While the breakthrough provision doesn’t address the issue of accessing drugs prior to approval, the intent of the law is “to get promising, investigational drugs to patients sooner,” says Burroughs. On the issue of compassionate use, managed access or expanded access programs, which do give patients access to drugs prior to approval, Burroughs points to the FDA Subcommittee on Science and Technology report from 2007, titled FDA Science and Mission at Risk, which called for an “expedited, provisional approval mechanism coupled with extensive safety monitoring,” beyond what’s available currently under accelerated or expedited review. A new, provisional approval mechanism “could provide CDER with a nearterm opportunity to progress the transition from reactive to proactive regulatory science, which is where the Center needs to be for the future,” the report’s authors conclude (Appendix E-5).

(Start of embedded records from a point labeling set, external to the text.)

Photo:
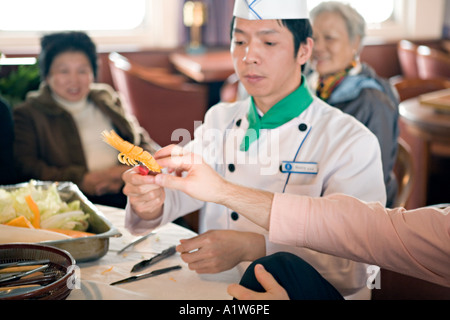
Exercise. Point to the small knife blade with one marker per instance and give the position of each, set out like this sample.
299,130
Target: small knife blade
146,275
146,263
135,242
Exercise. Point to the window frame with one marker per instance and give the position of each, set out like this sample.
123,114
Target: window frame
414,19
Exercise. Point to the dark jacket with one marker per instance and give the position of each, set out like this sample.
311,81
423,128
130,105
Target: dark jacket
373,101
48,146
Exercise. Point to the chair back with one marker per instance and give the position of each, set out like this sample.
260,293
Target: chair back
413,87
407,52
404,171
161,101
432,63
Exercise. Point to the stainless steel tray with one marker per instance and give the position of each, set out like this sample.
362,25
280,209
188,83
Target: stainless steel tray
86,248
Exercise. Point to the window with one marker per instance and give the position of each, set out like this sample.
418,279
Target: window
374,12
32,15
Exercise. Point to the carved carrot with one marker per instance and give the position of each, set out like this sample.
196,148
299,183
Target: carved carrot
130,154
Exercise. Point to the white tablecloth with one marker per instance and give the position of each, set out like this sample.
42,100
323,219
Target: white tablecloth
182,284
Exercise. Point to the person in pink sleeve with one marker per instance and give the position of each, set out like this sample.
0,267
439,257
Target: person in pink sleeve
414,242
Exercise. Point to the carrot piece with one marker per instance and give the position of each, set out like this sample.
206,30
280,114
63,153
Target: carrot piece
20,221
34,208
72,233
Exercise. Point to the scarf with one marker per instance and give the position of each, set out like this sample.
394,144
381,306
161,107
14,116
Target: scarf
282,112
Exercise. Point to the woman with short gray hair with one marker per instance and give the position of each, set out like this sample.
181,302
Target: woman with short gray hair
340,79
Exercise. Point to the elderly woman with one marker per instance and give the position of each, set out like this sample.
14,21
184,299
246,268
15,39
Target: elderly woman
340,79
58,128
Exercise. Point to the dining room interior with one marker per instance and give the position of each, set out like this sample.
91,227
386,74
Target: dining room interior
170,62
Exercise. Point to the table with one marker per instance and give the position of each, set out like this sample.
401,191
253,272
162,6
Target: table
182,284
213,66
427,129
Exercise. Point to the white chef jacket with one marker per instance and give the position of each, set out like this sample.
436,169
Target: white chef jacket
328,151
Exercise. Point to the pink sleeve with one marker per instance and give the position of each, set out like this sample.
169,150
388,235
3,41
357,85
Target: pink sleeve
415,242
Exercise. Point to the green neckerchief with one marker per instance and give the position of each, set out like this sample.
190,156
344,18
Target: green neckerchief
285,110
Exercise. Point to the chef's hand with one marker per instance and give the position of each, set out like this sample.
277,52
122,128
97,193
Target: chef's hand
200,180
220,250
145,197
273,290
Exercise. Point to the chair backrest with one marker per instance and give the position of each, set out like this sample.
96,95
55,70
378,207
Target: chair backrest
413,87
407,52
404,171
161,101
432,63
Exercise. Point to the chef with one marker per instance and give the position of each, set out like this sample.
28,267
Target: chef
280,139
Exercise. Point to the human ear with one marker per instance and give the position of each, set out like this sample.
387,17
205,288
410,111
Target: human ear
305,51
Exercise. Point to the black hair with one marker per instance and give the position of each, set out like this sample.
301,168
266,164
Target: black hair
56,43
301,30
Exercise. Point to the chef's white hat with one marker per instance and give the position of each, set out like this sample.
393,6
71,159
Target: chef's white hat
271,9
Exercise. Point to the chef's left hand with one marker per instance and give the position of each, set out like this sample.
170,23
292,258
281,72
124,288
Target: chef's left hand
220,250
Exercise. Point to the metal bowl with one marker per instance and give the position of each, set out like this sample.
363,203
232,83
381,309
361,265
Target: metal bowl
61,269
85,248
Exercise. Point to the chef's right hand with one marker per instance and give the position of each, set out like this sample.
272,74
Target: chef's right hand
145,197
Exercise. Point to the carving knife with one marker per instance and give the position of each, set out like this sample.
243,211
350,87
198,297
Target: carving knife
146,263
146,275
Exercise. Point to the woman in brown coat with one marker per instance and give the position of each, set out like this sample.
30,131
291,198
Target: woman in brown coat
58,128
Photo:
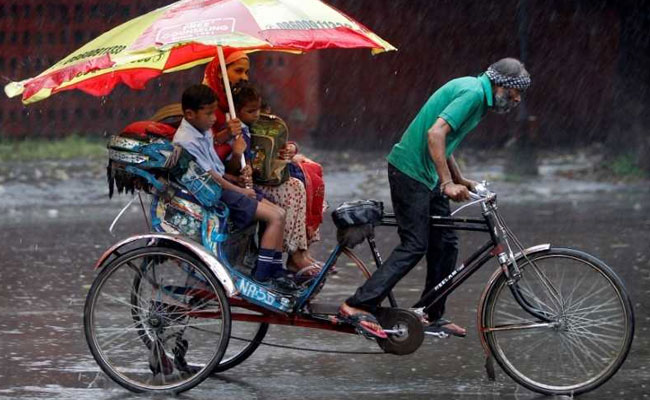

Burroughs says government isn’t the only bureaucracy preventing access to investigational drugs for dying patients; PhRMA has opposed the mission of the Abigail Alliance, but in late 2005, when then Senator Sam Brownback (R-KS) and four co-sponsors first introduced the Access, Compassion, Care, and Ethics for Seriously Ill Patients (ACCESS) Act, “PhRMA got involved, talked it over, and then said they wouldn’t take a side either way,” which Burroughs says he counts as progress. One reason pharma restricts early access is out of fear that an adverse event, or a patient death, could occur, jeopardizing a drug’s regulatory status. This fear is unfounded, says Burroughs. During a meeting with Richard Pazdur, Patricia Keegan, and other FDA bigwigs in August 2001, Burroughs says he asked if any drug going through the clinical process had failed to be approved based on data from an expanded use program, outside of the clinic. “They said, ‘we’re not aware of any case of this happening,’” says Burroughs.
Despite being reintroduced several times, the ACCESS bill never made it out of committee. But Burroughs says Rep. Brian Bilbray (R-CA) will reintroduce his Patient Choice Act 2012 into the new Congress this year, adding that “women’s suffrage [legislation] was introduced into Congress 43 times” before it was passed. Science can’t be rushed, but then, the Abigail Alliance, since its inception, has advocated for early access to a total of 21 drugs, not one of which has failed in clinical trials, says Burroughs. How does the Abigail Alliance assess whether an investigational drug is worth the risk to patients? “We just look at the available data,” he says. As for TDM-1, FDA accepted the BLA and granted the drug priority review last November, and a regulatory decision is expected by the end of this month.